Computational Physiology Laboratory Creates Online Interface
University of Houston computer science professor Ioannis Pavlidis’ Computational Physiology Lab led the creation of a user-friendly, online interface to evaluate aspects of faculty research performance.
The interface, named Scholar Plot, has garnered the attention of faculty around the world as a metric for their work. The theory behind Scholar Plot appeared last month as a paper in the journal Frontiers in Research Metrics and Analytics.
Pavlidis, the Eckhart Pfeiffer Professor at UH’s College of Natural Sciences and Mathematics, said the idea for Scholar Plot grew out of his lab’s study of how cross-disciplinary science can evolve, with the field of genomics as the case study. Through funding from the National Science Foundation and the Kellogg School of Management at Northwestern University, Pavlidis and his lab gathered large amounts of data about computer scientists and biology researchers in the U.S.
With this information, Pavlidis thought they could do something creative and of broader appeal and use.

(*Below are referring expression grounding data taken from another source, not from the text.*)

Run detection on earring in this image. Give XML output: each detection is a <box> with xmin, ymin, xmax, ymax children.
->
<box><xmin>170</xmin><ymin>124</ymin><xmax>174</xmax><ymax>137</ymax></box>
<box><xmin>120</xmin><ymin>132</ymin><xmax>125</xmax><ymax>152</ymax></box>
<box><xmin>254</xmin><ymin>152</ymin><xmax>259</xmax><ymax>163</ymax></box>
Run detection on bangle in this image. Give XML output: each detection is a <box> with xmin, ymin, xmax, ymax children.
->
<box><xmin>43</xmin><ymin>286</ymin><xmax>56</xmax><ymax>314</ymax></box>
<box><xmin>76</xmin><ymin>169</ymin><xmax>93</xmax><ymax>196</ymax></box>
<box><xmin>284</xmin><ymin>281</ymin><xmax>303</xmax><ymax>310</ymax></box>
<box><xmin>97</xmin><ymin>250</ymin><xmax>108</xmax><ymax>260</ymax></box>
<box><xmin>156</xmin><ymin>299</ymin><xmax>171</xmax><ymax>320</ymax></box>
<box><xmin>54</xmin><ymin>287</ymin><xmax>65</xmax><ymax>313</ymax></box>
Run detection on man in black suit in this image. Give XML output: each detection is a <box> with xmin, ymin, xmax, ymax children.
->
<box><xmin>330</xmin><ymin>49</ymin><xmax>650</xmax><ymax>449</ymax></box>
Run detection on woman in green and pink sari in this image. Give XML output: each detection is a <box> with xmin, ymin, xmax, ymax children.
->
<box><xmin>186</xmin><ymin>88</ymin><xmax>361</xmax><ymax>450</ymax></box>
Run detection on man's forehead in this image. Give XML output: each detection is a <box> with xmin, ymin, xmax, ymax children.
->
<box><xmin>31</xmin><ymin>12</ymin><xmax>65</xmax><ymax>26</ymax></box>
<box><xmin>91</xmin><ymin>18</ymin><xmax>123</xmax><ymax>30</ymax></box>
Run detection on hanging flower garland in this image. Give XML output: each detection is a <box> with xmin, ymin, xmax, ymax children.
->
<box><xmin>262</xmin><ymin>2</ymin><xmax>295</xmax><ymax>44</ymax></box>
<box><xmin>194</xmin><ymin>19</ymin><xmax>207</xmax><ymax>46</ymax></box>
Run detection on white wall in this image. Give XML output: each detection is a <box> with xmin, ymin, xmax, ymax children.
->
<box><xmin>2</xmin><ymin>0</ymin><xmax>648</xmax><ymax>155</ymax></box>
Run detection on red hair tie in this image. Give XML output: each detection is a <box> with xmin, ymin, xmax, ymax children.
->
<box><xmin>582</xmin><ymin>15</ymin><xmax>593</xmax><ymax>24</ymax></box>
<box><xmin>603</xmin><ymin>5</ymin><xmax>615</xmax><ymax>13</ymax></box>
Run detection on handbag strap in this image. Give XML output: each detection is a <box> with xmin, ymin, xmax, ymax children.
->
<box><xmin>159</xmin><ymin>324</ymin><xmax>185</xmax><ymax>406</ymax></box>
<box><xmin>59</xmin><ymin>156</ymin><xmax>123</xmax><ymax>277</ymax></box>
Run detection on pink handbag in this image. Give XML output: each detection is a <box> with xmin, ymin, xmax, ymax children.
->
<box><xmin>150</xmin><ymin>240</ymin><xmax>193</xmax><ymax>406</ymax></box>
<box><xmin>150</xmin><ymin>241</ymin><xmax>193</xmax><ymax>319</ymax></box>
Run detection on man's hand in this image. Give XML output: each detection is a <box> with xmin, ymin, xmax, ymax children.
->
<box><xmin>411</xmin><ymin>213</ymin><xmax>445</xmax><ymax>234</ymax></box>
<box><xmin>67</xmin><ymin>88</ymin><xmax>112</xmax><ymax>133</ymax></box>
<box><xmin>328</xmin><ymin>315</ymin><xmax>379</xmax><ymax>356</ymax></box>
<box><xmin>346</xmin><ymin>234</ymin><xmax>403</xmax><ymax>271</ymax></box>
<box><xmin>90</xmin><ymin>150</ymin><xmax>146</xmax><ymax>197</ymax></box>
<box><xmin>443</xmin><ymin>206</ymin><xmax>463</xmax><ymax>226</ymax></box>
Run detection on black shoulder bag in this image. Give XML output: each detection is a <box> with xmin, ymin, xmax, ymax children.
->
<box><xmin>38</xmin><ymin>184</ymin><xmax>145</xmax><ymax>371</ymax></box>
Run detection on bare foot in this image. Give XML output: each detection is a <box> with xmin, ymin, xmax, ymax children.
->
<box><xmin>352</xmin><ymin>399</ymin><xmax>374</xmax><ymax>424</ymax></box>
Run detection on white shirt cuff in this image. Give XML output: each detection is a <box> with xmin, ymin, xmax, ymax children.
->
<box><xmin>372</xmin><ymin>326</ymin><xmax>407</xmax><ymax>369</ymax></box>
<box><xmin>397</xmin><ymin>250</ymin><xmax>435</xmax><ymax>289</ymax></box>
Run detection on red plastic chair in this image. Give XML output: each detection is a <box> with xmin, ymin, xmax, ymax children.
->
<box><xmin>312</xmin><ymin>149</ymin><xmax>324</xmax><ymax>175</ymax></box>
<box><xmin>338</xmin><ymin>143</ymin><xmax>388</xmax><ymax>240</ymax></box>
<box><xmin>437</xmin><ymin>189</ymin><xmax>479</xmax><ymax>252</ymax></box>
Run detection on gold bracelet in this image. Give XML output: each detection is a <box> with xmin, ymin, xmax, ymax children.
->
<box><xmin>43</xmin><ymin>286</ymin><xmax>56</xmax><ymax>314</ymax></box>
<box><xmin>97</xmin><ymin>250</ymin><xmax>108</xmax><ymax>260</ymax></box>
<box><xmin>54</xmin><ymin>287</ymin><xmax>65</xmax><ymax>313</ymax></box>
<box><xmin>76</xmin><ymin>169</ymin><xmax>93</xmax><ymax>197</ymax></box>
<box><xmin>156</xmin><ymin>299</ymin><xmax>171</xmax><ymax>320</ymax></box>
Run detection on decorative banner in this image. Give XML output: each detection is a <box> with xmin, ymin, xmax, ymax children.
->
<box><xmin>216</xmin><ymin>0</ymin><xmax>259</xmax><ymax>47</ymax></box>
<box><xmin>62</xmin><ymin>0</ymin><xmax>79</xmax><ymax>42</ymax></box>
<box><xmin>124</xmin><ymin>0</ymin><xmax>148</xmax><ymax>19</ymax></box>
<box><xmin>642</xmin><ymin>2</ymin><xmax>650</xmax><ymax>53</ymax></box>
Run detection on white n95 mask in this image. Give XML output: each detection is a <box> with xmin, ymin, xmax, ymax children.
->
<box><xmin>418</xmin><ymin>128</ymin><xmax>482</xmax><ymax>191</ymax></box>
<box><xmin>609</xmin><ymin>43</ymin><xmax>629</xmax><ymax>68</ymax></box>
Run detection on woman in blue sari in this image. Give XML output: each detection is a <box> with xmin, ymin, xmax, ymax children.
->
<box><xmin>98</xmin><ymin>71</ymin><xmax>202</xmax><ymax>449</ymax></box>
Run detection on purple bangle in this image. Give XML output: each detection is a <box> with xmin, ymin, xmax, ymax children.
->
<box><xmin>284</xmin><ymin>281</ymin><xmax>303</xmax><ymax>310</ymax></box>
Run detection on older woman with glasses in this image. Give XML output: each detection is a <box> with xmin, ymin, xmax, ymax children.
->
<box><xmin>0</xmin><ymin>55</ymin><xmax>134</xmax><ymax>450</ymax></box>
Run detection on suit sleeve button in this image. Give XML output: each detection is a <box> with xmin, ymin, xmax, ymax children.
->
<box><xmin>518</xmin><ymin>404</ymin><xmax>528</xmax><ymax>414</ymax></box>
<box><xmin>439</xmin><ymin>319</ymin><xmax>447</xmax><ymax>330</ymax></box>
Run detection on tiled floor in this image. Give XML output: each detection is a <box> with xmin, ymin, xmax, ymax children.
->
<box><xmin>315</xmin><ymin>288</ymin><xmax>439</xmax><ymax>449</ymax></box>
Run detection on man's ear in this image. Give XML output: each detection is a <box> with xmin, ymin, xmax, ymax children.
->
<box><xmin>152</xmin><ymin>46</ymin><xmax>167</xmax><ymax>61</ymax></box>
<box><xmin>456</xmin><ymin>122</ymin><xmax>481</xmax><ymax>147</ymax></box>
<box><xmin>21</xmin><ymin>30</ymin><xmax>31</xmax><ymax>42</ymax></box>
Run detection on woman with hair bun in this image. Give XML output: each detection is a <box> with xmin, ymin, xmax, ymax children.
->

“That’s how the Scholar Plot started evolving,” he said. “It was an idea about visualizing data about all these researchers from open sources that will allow them to see how they stand with respect to other researchers in similar fields.”
The online interface works by gathering bibliographic and NSF and NIH research funding data on faculty members from online, public sources. Through nominal and normalized metrics, it addresses biases in the collected data. The information is then disseminated online on scholarplot.org.
The Faces of Scholar Plot
Scholar Plot presents the academic careers of U.S. faculty members in two ways – through an iconic representation and a temporal plot representation. Interestingly, Scholar Plot scales up to departmental representations because it treats departmental entities as “composite scholars” (see info in chart).
Initially, Pavlidis thought it would be best to create Scholar Plot as a cloud of points. He wanted to contextualize three aspects of academic performance: NSF and NIH funding, citation impact and competitiveness of publication venues.
Eventually, he came up with the idea of a flower to symbolize a faculty member’s career.
“It offered me the opportunity to contextualize people with respect to age,” said Pavlidis. “Flowers, when they bud, are still young. When they’re fully blossomed, they’re older.”
In Scholar Plot, the number of leaves on a flower’s stem corresponds to NSF and NIH funding. There are up to four leaves, with each leaf representing a quartile.
“If you have only one, that means you’re at the bottom 25%,” Pavlidis said.
Pollinators correspond to impact – how many people are using what the researcher has published? Pavlidis said this is measured through citations.
Petals correspond to competitiveness of publication venues – in what journals has the academic published work?
Pavlidis partnered with a visualization expert and colleague at Texas A&M University, professor Ergun Akleman, who implemented the idea with graphics.
In Demand Across the World
A growing number of academics in STEM are using Scholar Plot to see where they stand against other researchers in similar fields. Pavlidis stressed, however, that quantification and visualization of performance metrics in academia is no substitute for thoughtful and holistic peer evaluation. Scholar Plot-type measures have to be used with caution and only for the purpose of enhancing information in conventional sources (e.g., CVs).
“Academia was the initial idea,” he said. “It turns out the methods that we developed can be generalized to visualize performance information across professions.”
Although Scholar Plot could easily translate to different disciplines, the web interface relies on open data. It would be difficult to implement it in private industry.
“It has broad applicability, the caveat is it depends on public data,” Pavlidis said.
“Victims of Our Own Success”
Pavlidis said what started off as a playful idea, has now become “an industrial strength system. We receive daily requests from people outside the United States who want to be in the system.”
Only he and his lab are maintaining it.
“We started it as an outreach effort,” Pavlidis said. “We did not expect it to be so successful. But now, it has been, and we’re the victims of our own success. Moving forward, we need to figure out how we will handle the significant load.”
In the Frontiers publication, Pavlidis was joined by Dinesh Majeti (Ph.D. ’18) and Ph.D. student Mohammed Emtiaz Ahmed of UH’s Computational Physiology Lab, Ergun Akleman of Texas A&M University, Alexander Petersen of the University of California, Merced, and Brian Uzzi of Northwestern University.